This is the reason I typically don't use it, not health of the consumer, either tort or human. Opinions on this are often varied and emotional- ask for evidence before letting the paranoids freak you out. 

Lastly, I think an often overlooked component is the mineral content of the soil. You can grow 'calcium rich' plants such as collards and mustard, but no calcium in the soil, no calcium in the plants. You can get a soil test for about. $29 bucks, but I find it just as effective (and slightly less compulsive ) to apply slow release minerals such as azomite, oystershell lime and greensand to the beds before planting. Hope this helps.


----------



## Yellow Turtle01 (Jul 31, 2014)

I grow my plants with miracle grow, I just make sure my tort isn't in the area when I water (for a few hours)


----------



## ascott (Jul 31, 2014)

> (not just 'water and sun')



I disagree....anytime, here in the high desert, that I want to propagate natural vegetation --I simply add water to the desired area and that along with the sun absolutely offers a great grazing area....so, yes, water and sun are a great combination to the awesome soil that is provided here....thank you.


----------



## zenoandthetortoise (Aug 1, 2014)

ascott said:


> I disagree



You actually aren't disagreeing; you're choosing option #1 on providing nutrients, i.e., whatever is in the soil already. Excellent method for growing natives, as you say. In most locations, options 2 or 3 might become necessary to address the needs of exotics, like tomatoes or melons.


----------



## ascott (Aug 1, 2014)

> tomatoes or melons.



LOL.. the rabbits/squirrels/birds/ants/beetles and any other wild desert creatures would love it if I grew these here, the only fruit that can be grown here successfully without being totally looted or totally guarded, are the cactus fruits....


----------



## zenoandthetortoise (Aug 1, 2014)

ascott said:


> LOL.. the rabbits/squirrels/birds/ants/beetles and any other wild desert creatures would love it if I grew these here, the only fruit that can be grown here successfully without being totally looted or totally guarded, are the cactus fruits....
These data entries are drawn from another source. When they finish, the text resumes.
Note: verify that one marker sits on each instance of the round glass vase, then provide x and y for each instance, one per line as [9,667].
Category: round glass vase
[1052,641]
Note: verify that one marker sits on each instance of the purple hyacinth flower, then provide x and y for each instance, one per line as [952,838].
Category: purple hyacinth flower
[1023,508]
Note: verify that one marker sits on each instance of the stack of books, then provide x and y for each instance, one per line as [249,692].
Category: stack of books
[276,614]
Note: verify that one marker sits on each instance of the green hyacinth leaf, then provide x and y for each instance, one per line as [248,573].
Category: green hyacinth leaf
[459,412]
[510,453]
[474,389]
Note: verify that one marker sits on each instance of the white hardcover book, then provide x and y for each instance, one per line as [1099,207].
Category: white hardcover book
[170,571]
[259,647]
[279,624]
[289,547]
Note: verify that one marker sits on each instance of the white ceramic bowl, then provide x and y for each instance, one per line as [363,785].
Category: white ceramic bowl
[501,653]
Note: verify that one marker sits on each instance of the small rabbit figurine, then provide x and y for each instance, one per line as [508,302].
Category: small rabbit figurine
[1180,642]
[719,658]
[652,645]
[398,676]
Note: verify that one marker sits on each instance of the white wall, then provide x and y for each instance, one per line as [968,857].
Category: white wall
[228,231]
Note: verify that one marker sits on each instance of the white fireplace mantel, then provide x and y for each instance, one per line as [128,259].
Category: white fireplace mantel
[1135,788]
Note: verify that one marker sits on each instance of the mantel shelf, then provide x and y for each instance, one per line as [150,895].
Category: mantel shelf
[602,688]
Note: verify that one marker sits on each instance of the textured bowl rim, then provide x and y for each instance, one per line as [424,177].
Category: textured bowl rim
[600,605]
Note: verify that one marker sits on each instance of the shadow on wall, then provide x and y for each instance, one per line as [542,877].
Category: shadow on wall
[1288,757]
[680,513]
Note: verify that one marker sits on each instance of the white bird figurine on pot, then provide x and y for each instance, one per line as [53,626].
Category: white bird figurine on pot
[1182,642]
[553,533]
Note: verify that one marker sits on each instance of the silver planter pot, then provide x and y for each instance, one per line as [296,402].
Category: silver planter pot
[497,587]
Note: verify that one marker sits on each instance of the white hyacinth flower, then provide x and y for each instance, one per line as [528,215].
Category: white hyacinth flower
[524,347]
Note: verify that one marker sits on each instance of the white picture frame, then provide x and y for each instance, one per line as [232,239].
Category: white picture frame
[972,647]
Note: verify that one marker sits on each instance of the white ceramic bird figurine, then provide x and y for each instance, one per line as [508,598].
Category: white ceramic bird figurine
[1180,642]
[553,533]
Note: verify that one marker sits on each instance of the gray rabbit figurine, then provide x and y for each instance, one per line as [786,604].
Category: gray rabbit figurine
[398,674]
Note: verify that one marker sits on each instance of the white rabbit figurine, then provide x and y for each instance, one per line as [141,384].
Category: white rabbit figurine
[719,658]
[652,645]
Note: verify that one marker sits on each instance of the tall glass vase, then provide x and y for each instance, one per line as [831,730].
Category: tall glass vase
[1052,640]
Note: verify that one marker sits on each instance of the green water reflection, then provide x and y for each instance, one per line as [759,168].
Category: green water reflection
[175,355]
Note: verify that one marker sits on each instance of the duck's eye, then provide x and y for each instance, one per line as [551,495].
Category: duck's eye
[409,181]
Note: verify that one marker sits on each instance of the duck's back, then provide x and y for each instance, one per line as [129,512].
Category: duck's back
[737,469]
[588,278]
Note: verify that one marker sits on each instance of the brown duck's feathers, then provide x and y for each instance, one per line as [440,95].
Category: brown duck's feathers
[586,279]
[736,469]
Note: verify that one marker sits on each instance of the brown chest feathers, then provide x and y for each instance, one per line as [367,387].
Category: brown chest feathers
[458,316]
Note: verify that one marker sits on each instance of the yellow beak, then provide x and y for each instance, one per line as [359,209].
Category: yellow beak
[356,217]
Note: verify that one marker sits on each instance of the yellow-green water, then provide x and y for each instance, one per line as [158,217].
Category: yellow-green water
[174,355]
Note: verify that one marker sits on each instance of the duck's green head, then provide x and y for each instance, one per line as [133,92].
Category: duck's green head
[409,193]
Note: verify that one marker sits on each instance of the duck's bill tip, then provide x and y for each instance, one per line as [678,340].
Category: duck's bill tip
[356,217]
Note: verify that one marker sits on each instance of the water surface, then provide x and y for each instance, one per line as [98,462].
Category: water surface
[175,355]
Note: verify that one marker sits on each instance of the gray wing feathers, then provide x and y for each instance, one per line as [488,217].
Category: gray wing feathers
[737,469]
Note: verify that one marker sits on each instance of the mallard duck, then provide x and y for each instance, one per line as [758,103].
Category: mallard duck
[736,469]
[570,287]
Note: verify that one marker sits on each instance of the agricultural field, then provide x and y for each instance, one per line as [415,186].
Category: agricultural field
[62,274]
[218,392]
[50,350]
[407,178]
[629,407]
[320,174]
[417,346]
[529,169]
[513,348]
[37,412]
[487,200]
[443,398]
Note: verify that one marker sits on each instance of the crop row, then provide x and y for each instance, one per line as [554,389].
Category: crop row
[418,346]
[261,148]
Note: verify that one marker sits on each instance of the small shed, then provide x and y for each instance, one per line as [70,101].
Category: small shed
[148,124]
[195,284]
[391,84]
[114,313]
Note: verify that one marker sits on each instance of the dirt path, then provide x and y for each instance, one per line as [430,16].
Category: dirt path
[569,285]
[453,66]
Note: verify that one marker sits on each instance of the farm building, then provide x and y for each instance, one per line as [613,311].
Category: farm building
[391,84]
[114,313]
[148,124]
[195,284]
LOL indeed! I thought you were referring to cultivation in general, which is how I interpreted the OP. Instead, it sounds like you are saying that cactus grown in the desert doesn't require extra fertilizer. Point made, point taken.


----------



## Grandpa Turtle 144 (Aug 1, 2014)

We tell people to resurch but when we do some call us " Paranoids " that's not nice I think we can choose better words . And to help your soil you can as a lot of people say use compost but we can use live plants as well like plant beans they get nitrogen right out of the air .


Sent from my iPhone using TortForum


----------



## Grandpa Turtle 144 (Aug 1, 2014)

Thank you Jodie .


Sent from my iPhone using TortForum


----------



## zenoandthetortoise (Aug 3, 2014)

Grandpa Turtle 144 said:


> We tell people to resurch but when we do some call us " Paranoids " that's not nice I think we can choose better words . And to help your soil you can as a lot of people say use compost but we can use live plants as well like plant beans they get nitrogen right out of the air .



Hi Grandpa Turtle,

I wasn't calling you or anyone else paranoid for doing research. My point was that in doing research, you will encounter paranoid information. For example, type "fertilizer dangers' in a search engine and see what you get. Some data and lots of ranting. I'm not advocating miracle grow ( I have cultivated hundreds of varieties every year, for over 20 years and never used a synthetic fertilizer) I was simply trying to answer the OP query regarding safety of produce grown using it.


----------



## ascott (Aug 4, 2014)

> I wasn't calling you or anyone else paranoid for doing research.



Call me paranoid and I reply..."and.. your point is what?"....lol....like paranoid is a bad word....????? Member of the OCD club, crazy ---all acceptable terms as well....


----------